Système financier : combler le vide !

DOLAY TSHIMANGA

LES GRANDS problèmes du moment, qu’il s’agisse de la supervision prudentielle, de la gouvernance ou de la protection des épargnants commandent de trouver les bonnes réponses. Selon une enquête récente, il faut en finir avec un certain nombre de pratiques.

Cela fait trois ans déjà, depuis que Deogratias Mutombo Mwana Nyembo, le gouverneur de la Banque centrale du Congo (BCC), avait annoncé que son institution veillerait de « façon particulière » à affiner le cadre réglementaire et aiguiser les pratiques de supervision des institutions financières. Dans cette perspective, il ne cesse d’inviter les opérateurs du système financier national à s’impliquer « sans réserve » dans les différentes réformes envisagées, question de « consolider » la crédibilité et la solidité du système financier. 

Dans le cadre de l’amélioration de l’environnement des affaires et de la consolidation des fondamentaux du système financier, estiment des observateurs, la BCC doit accélérer le processus de migration du système financier national vers les standards internationaux. 

Beaucoup reste à faire

Il y a encore beaucoup de défis à relever pour l’essor du système financier national. La BCC en est consciente. Parmi ces défis, le faible niveau de bancarisation et d’inclusion financière, le coût élevé des services financiers et l’insuffisance du dispositif de protection de la clientèle, ainsi que l’absence de mécanismes d’assurance des dépôts, des crédits pour les petites et moyennes entreprises (PME). 

La réforme organique de la Banque centrale lui confère à coup sûr plus de marge de manœuvre dans l’accomplissement de sa mission de régulation et de contrôle du secteur financier. Ce n’est pas tout. Les causes de l’instabilité du secteur financier ne sont pas « une fatalité » pour la République démocratique du Congo, estiment des experts du cabinet Humanitas. Au contraire, il faut y travailler pour favoriser l’inclusion financière. Selon ce cabinet, dix causes seraient à l’origine de l’instabilité du système. Ce sont les causes liées aux institutions (mauvaise gouvernance, non maîtrise de la croissance, faiblesse de fonds propres, absence de diversification des produits…), les causes liées à la supervision prudentielle et les causes liées aux partenaires (coordination des activités, associations professionnelles, environnement politique et économique…).

Pour se sortir de la crise, il faut adapter la loi à l’innovation financière, aux réalités du pays pour que tout le monde en bénéficie, mettre à jour la stratégie nationale, mettre en place des fonds (d’assurance, d’investissement et de garantie), des marchés financiers. Il faut également se doter d’outils de gestion des risques externes, ainsi que liquider et redresser les institutions au cas par cas.

Pour sa part, Al Kitenge de Task Force pense qu’il faut commencer par mettre en place les fondamentaux.
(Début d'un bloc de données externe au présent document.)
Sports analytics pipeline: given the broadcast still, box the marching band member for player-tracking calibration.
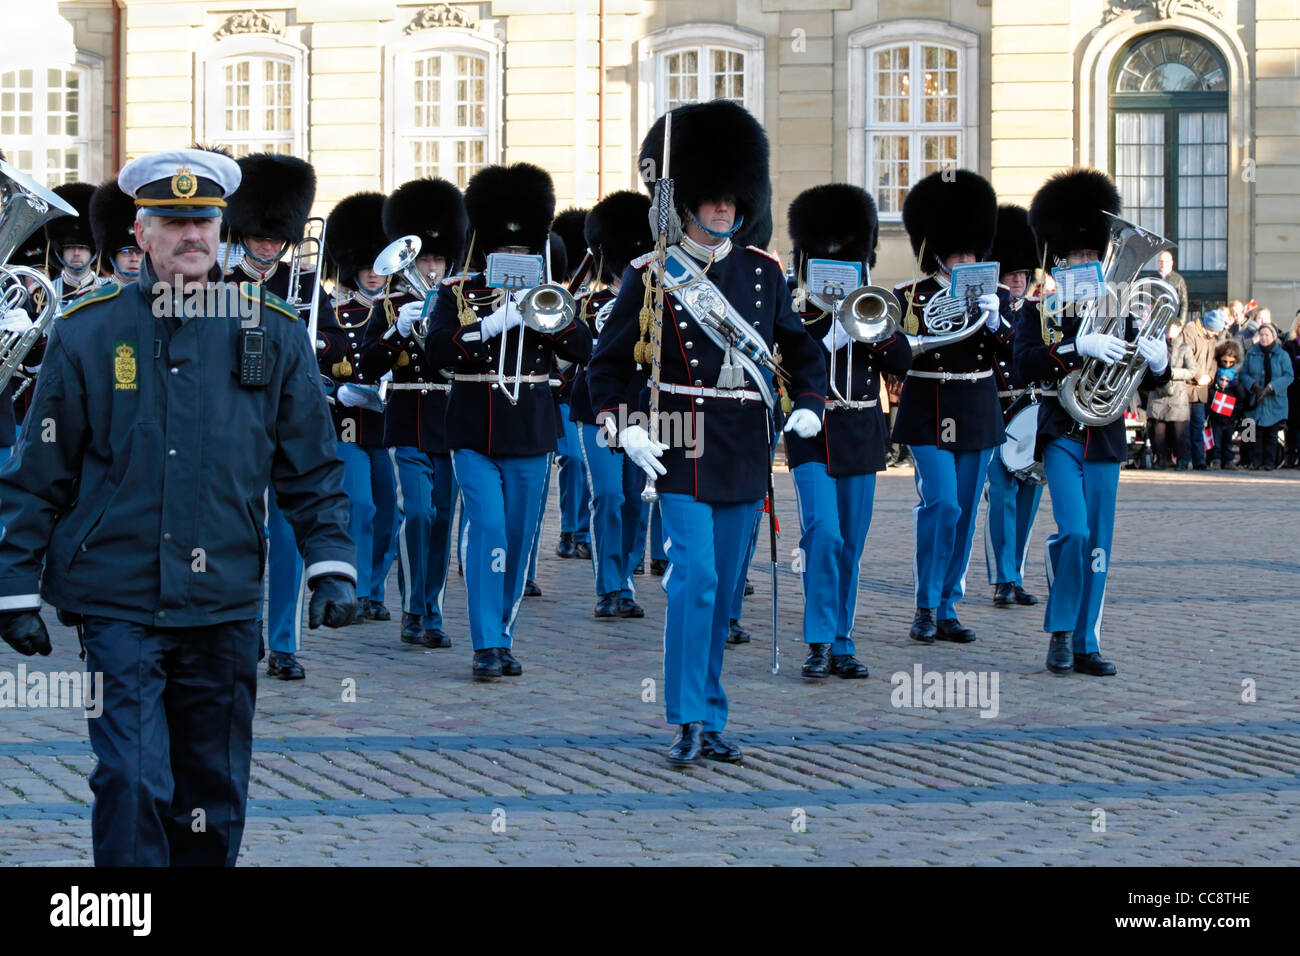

Le drame, dit-il, c’est la question du plan stratégique général. Que veut-on faire du système financier et quel rôle veut-on lui faire jouer dans l’architecture économique de la RDC et dans son développement économique ? Al Kitenge estime que l’appropriation du système doit être « quelque chose de volontaire et non d’imposition ». Il invite donc à s’inspirer de l’expérience des autres autour de nous, comme le Kenya et la Tanzanie, notamment en matière de microfinance. « Lorsqu’on considère la puissance de ces deux pays et la puissance de la microfinance dans ces deux pays, on se rend vite compte qu’ils veulent faire quelque chose de manière particulière qui s’adresse à une communauté particulière bien déterminée avec un succès particulier », explique Al Kitenge.

Convaincu que la législation en la matière est lacunaire à ce jour. L’implication politique est encore pesante, notamment dans la désignation du gouverneur de la Banque centrale. Il manque par exemple dans le système des fonds de garantie des dépôts. Corollairement, Al Kitenge souhaite voir des associations des consommateurs émerger pour que les citoyens jouent pleinement le rôle du plus grand surveillant de la cité. Et que la justice soit vraiment indépendante, notamment pour s’intéresser aux cas d’enrichissement illicite, de conflit d’intérêts… 

Il faut aussi, préconise-t-il, beaucoup d’éducation financière parce que « beaucoup ne savent les actes qu’ils posent ». Afin d’optimiser la généralisation des services financiers dans le pays, l’accent doit être mis sur une professionnalisation accrue du secteur et des prestataires.